Duran was the descendant of a scholarly Jewish family of southern France. He was educated in Germany and then took a position as tutor with a wealthy family in Catalonia. There, in 1391, in a wave of Spanish religious persecution, he was compelled to profess Roman Catholicism. Like many other ostensibly converted Spanish Jews, he continued his own religious observances in secret, and, after leaving Spain, he openly resumed the practice of Judaism.
Earlier, however, he had planned to travel to Palestine with another forcibly converted Spanish Jew, but the journey was abandoned when Duran received a letter from his fellow convert indicating his desire to remain a Roman Catholic and urging Duran also to remain true to Christianity. Duran’s response, the celebrated letter ʿAl tehi ka-ʾavotekha (“Be Not like Thy Fathers”), portrayed with subtle irony what he saw as the irrationality of Christian doctrine and summarized with feigned naiveté the worst abuses of the contemporary church. So artful was the satire that the epistle, widely circulated in Spain, was initially greeted by Christians as a defense of their religion. Once its true nature was understood, copies of the work were publicly burned. (It was later published at Constantinople in 1554).

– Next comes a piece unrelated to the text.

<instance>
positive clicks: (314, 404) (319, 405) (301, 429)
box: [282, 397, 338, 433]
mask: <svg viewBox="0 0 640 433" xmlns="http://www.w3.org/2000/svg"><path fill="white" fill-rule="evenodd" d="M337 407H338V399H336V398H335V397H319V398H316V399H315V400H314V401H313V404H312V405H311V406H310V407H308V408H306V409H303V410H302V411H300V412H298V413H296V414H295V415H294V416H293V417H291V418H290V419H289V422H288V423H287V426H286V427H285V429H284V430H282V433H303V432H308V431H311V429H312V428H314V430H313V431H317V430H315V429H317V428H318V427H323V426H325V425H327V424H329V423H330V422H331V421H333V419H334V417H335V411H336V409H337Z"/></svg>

In conjunction with the letter, Duran also wrote an anti-Christian polemic, Kelimat ha-Goyim (“Shame of the Gentiles”), in about 1397, which discredited the Gospels and other early Christian writings.
Duran’s lasting reputation is based not so much on his polemical writings as on his Hebrew grammar, Maʾaseh Efod (1403), a work of the highest scholarship. His other written works include a history of Jewish martyrs.